Rob began to build the company, eventually bringing in other people to help. “The best thing I did was take on a guy called Alan, who’s now my business manager. He’d been in the trade for 35 years, and his skills, his ability, they’re brilliant. I used to be annoyed that he was slower than other guys I worked with, but I realised, his jobs never had any snags. It might be a day slower, but it was perfect – never any stress. So I went to him and said, look, I might be the one paying you, but I want you to teach me how to be a good painter and decorator. I was humble. And so for six months, he showed me what he knew. It helped me get better, helped me understand the materials and the techniques, helped me quote on jobs.”
As he says: “You can’t be a great decorator in a few years – you have to do it for years and years, always learning. You end up breathing it.”
A matter of standards
The business is now up to 15 men, and Rob hopes to add more in the coming year. “I wouldn’t want it to get too big, because what I’m concerned about is quality,” he said. “I tell the boys, I don’t expect them to have the same faith as me, but I expect them to work to the standards I do.”
Profits from the business go into supporting the charity, helping both in the local community, and in Malawi. “I’m all about going out into the streets,” Rob said, “I never wanted to be preached at and I still don’t. It’s about helping someone who’s starving with some food, or giving a coat to someone freezing.” In Malawi, the charity is looking to buy land in order to start work on an orphanage, with some of Rob’s team ready to go out and work on the project themselves.
“We went there in April, took some guys from work and it’s changed their life. We took loads of toys and clothes, it was incredible. It broke my heart. I came back and said to my wife, the business isn’t for wealth, for big houses and fast cars, it’s for this.”
The lads will be hands on when it comes to the orphanage: “The standards of construction over there aren’t always great,” Rob laughed. “But we’ll be able to to really do some good there. We do as much as we can. We send out money for the women in the community to buy materials and make bags, which we sell here in the shop, with the profits going back to them. And we sell second-hand clothes in here, with those that don’t sell going directly to the kids there.”

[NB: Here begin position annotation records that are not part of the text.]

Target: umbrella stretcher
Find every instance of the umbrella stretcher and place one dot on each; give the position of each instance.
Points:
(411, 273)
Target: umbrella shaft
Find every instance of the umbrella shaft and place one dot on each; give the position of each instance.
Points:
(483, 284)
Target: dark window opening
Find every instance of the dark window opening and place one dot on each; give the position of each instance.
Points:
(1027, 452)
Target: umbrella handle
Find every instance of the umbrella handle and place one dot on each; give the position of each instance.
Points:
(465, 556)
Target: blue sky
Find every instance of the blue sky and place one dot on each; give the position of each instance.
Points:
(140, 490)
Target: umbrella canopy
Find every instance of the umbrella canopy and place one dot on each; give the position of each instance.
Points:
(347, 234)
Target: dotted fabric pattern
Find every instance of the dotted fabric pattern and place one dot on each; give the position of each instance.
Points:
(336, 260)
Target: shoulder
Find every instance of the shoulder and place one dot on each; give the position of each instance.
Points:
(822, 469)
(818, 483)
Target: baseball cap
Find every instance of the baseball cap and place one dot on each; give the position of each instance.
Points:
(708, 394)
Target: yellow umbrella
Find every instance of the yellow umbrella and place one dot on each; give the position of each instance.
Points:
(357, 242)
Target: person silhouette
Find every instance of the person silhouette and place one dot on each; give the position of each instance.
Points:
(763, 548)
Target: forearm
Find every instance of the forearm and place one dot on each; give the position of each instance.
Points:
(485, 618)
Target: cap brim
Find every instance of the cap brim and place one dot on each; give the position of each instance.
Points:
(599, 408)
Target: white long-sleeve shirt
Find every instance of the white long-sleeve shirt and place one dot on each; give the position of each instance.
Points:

Rob doesn’t make a point of telling homeowners where the money from their jobs will be going, but when it comes up, he says they’re always happy to hear more. “The customers are amazing, so many of them are now friend, they donate, they come and help out.” He always tries to lend a hand where he can where customers are in need – through a contact at Dulux, he has access to discount paints that can be used for worthy causes or sold on to raise money. He’s also happy to hear from any other tradesmen who are keen to help out on charitable projects for worthy causes.

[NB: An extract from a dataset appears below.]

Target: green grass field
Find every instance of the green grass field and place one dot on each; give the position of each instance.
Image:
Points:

Through Rob’s efforts, both the business and the charity have continued to grow, but he insists it’s still the quality, not the quantity, that matters most. “One thing I always say to my guys is that it’s not the past hundred jobs that matter – it’s the one we’re working on right now.”
Advice for tradesmen:
- Always be willing to learn: “I still meet young guys who come from doing professional qualifications who think they know everything, but they don’t”, Rob said. “When you’re working with people with lots of experience, there’s always something you can take from them.”

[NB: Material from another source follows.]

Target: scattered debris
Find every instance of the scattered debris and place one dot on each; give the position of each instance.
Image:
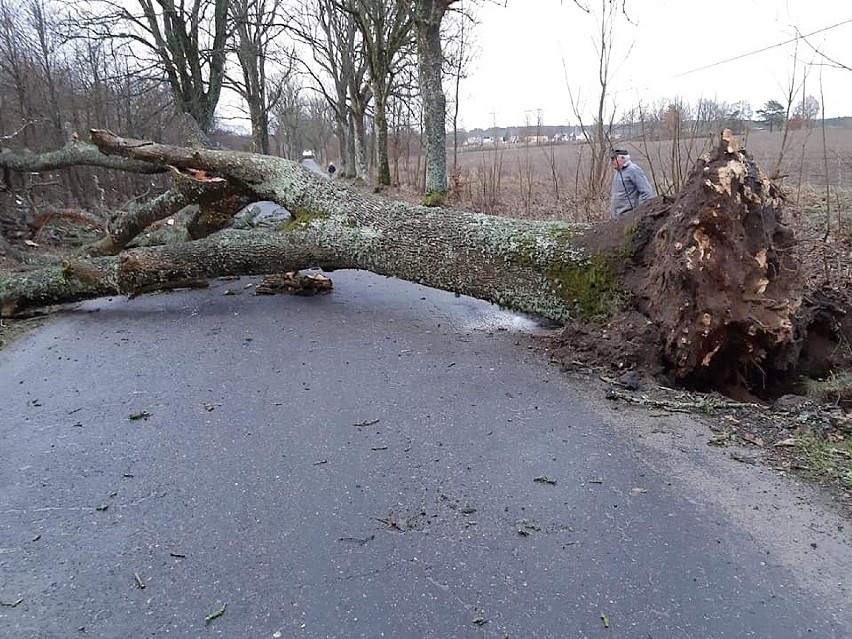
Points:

- Prepare accurate quotes: “The biggest source of issues on any job is if there was something in the quote that wasn’t clear,” Rob told us. “A tradesman should lay out everything, materials, hours, who pays for what, so that there can’t be any quibbles.”
- Think long term: “No one can be great at something overnight,” Rob said. “You have to think about the long term, building your skills and growing the business. It can’t be rushed.”